– Ну и замечательно! – психанула я, вспрыгивая с места и выкидывая эту несчастную булку в мусорку. – Замечательно!
Сжав руки в кулаки и поджав челюсти, я вылетела пулей из кухни. Голос мачехи летел мне в спину:
– В студию сегодня в семь!
– Пошёл этот Миша нахрен! – не выдержала я.
Но теперь я просто не могла не вернуться. Во мне зрела такая же ярость, как когда я не могла понять тему по физике или математике – тогда я комкала листы, швырялась тетрадками в стену, но, сцепив зубы, продолжала грызть этот кактус.
Также я теперь с утра до ночи возилась с этой статьёй. Я специально выбрала самую сложную для меня тему – из ядерного раздела, и теперь страдала от своей глупости. Дедушка говорил, что только вызовы делают нас сильнее и рождают открытия. Статья должна была содержать много расчётов и химических формул, и каждый раз, как назло, я допускала миллион ошибок, мизерных, глупых (да и как их было не допустить, когда я исписывала миллион листов, которые валялись в хаосе, терялись, рвались с моими бешеными рыками), заливала листы слезами, начинала всё заново и мне стало сниться, что я сплю, и я, кажется, совсем перестала различать сон и реальность.
Порой я испуганно смотрела в стену, вспоминая его слова и испытывающий взгляд. И выпадала из реальности, начиная страдать лихорадкой и мечтая только спрятаться.
Мысль, что я могла быть в него влюблённой, – не вмещалась в мой мозг, он сразу же отвергал её, как антитела боролись с вирусом. Я действительно не верила в это, и то, что он это озвучил, как будто… окунуло меня в ушат грязи. Я несчастно смотрела на свои пальцы, ставшие тонкими, как соломинки, хотела больше никогда не видеть его, потому что это отвратительно, отвратительно, неправильно.
А потом снова злобно хваталась за учебник – потому что нет, я её напишу, сделаю это лучше всех, он меня не сломит, не отберёт у меня это. Мудак. Мудакмудакмудак.

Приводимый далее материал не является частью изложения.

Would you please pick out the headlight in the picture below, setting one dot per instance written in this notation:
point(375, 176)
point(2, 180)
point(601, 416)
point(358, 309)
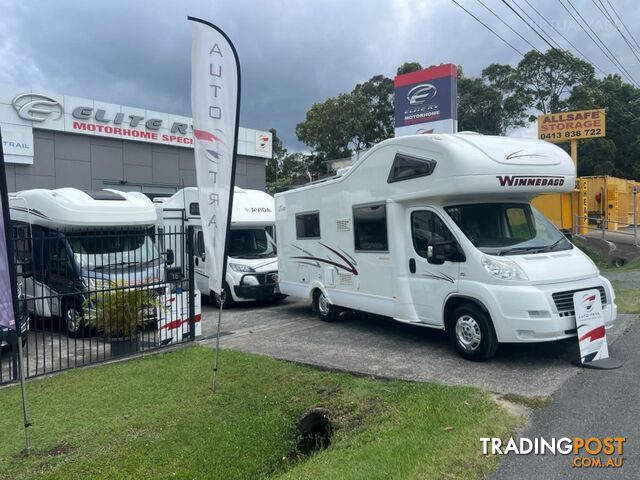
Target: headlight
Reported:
point(238, 267)
point(503, 268)
point(250, 280)
point(96, 283)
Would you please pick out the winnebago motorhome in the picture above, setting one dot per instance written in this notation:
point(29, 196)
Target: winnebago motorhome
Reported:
point(81, 241)
point(252, 265)
point(438, 231)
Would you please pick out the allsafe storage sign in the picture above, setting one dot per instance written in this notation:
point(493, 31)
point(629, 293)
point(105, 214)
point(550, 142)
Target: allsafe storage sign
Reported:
point(565, 126)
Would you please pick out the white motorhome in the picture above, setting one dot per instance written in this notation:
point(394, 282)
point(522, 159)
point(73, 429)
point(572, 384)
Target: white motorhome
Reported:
point(439, 231)
point(81, 241)
point(252, 265)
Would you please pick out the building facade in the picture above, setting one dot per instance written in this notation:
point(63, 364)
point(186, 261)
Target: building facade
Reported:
point(54, 141)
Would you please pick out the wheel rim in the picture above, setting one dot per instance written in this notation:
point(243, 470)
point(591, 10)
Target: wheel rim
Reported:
point(468, 333)
point(72, 320)
point(323, 305)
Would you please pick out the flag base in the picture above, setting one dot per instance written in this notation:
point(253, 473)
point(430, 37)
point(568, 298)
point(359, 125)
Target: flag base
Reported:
point(601, 364)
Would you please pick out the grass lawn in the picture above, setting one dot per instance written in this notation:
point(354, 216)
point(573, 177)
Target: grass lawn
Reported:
point(627, 299)
point(156, 417)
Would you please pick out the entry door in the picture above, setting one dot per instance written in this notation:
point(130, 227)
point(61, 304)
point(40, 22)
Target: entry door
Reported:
point(200, 260)
point(430, 284)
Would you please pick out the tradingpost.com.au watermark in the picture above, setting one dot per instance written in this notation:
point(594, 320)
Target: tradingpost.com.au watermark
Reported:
point(591, 452)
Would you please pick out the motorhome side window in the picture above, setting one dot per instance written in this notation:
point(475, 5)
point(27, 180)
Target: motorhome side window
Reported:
point(308, 225)
point(370, 228)
point(406, 167)
point(427, 226)
point(199, 243)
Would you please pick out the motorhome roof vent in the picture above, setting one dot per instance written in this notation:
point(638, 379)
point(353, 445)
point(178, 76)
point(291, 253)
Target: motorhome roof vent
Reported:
point(104, 195)
point(343, 225)
point(406, 167)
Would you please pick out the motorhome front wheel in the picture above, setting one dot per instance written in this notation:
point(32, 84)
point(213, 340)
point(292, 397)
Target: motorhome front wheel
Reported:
point(327, 311)
point(472, 333)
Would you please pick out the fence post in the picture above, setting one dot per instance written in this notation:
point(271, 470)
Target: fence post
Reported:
point(191, 287)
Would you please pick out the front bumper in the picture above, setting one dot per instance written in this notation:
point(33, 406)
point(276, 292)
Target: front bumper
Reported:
point(256, 292)
point(529, 313)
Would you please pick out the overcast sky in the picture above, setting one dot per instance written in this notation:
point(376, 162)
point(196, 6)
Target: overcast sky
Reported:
point(292, 53)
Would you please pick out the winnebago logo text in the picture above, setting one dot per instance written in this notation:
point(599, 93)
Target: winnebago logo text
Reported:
point(529, 181)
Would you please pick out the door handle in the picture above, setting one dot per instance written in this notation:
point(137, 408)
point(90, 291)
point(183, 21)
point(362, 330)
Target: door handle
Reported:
point(412, 265)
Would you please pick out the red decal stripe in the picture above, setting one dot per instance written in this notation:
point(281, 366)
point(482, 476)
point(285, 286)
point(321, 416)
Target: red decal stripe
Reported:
point(594, 334)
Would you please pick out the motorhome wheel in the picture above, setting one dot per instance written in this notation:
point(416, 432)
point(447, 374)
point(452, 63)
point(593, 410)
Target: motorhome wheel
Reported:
point(327, 311)
point(228, 299)
point(472, 333)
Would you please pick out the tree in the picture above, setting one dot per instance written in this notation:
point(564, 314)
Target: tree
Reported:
point(278, 153)
point(619, 152)
point(349, 122)
point(545, 80)
point(408, 67)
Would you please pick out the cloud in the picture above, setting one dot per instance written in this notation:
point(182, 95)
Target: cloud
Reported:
point(293, 53)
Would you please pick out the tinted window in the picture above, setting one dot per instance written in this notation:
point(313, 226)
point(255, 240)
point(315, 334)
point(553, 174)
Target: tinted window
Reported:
point(405, 167)
point(370, 228)
point(427, 226)
point(308, 225)
point(199, 243)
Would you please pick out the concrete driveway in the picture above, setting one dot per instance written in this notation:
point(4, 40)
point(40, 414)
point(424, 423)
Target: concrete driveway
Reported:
point(372, 345)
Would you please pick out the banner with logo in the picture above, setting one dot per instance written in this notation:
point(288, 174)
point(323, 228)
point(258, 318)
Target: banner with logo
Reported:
point(590, 323)
point(426, 101)
point(215, 104)
point(7, 277)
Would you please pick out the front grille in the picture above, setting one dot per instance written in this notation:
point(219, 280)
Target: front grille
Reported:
point(564, 300)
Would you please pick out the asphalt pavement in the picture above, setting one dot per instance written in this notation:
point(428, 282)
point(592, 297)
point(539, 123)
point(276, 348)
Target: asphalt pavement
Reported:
point(595, 403)
point(373, 345)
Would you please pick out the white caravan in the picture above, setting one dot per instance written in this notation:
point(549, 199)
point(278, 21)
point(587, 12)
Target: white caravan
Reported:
point(80, 241)
point(438, 231)
point(252, 265)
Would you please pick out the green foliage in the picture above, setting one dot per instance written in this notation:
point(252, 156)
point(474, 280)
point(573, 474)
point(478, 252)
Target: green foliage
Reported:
point(545, 80)
point(497, 101)
point(408, 67)
point(156, 417)
point(120, 311)
point(619, 153)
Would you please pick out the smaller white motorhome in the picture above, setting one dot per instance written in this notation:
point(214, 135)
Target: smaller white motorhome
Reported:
point(252, 265)
point(82, 241)
point(439, 231)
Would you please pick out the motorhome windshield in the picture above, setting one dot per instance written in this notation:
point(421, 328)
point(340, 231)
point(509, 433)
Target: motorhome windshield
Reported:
point(251, 243)
point(108, 248)
point(507, 228)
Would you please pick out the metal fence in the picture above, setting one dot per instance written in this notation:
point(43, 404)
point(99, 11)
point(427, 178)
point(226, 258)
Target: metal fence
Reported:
point(90, 295)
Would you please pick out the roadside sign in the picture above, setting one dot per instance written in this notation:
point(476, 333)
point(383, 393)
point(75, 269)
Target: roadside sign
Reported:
point(565, 126)
point(590, 323)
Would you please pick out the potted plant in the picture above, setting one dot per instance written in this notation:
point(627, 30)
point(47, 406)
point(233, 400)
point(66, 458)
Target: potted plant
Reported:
point(119, 314)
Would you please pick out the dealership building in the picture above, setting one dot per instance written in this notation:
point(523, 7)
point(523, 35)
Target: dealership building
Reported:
point(53, 141)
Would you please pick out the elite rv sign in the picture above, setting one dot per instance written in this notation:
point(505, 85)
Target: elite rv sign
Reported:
point(565, 126)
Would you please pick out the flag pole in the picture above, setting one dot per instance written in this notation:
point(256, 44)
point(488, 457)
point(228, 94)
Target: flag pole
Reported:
point(218, 83)
point(13, 291)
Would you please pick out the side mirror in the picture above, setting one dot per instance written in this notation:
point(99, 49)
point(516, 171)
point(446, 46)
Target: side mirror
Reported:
point(26, 268)
point(435, 252)
point(440, 251)
point(169, 257)
point(567, 233)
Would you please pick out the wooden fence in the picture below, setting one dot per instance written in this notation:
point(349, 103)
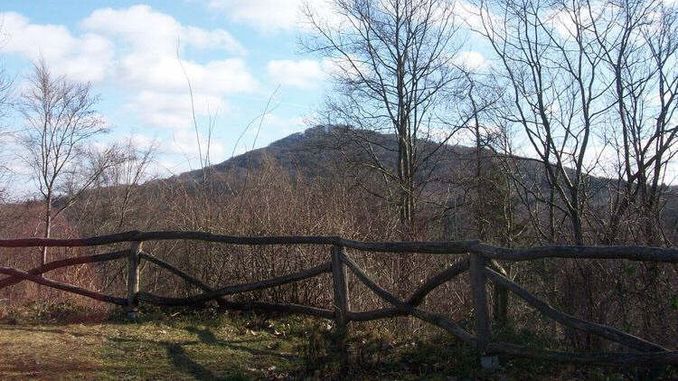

Я не умела балансировать на канате, по которому меня нёс ветер. Мой страх был со знаком минус – это были отрицание и гнев. Мысль о собственной хрупкости пугала меня.
Во дворе меня встретил мой личный водитель – дядь Гена. Он возил меня с тех пор, как я научилась ходить, а до того – катал на спине. Я дёргала его за волосы, и он всегда мне говорил со смехом, что это я сделала ему проплешины. Он был такой худой в этом своём костюмчике-тройке, который висел на костлявом дядь Гене, как на вешалке. Но тогда мы не знали, что его медленно сжирает рак, и смеялись над ним.
У него была такая добрая, мальчишеская улыбка, что я даже подумать не могла, что он тоже может умереть, как все. Ему было шестьдесят лет, но мне казалось, что он проживёт ещё столько же.
Это была детская уверенность – пока я хочу, никто не умрёт.
– Ира сказала, что ты, ЮльВалерьевна, стала раньше в школу ездить. С женихом встречаешься, пока все спят? – Гена лукаво прищурил васильковый глаз и выбросил сигарету. Он их курил каждые минут пятнадцать, кажется, и смех его всегда переходил в надрывный кашель.
– Что ты со своими женихами! У меня что, других дел не может быть? – грубо вскричала я, будучи на нервах после завтрака. Гена поднял руки вверх, не переставая улыбаться.
– Маленькая госпожа, не злитесь. Садитесь на трон.
Он раздражал меня, потому что никогда на меня не злился и не кричал, как другие. Я бесилась с того, что меня пасли, как маленькую козочку.
И даже подумать не могла, как буду скучать по этому – до рези в глазах.
– Буду злиться, – пробурчала я, а потом вспомнила насмешку Александра Ильича и нахмурилась. – Я сама дойду.
Гена в притворном ужасе схватился за сердце.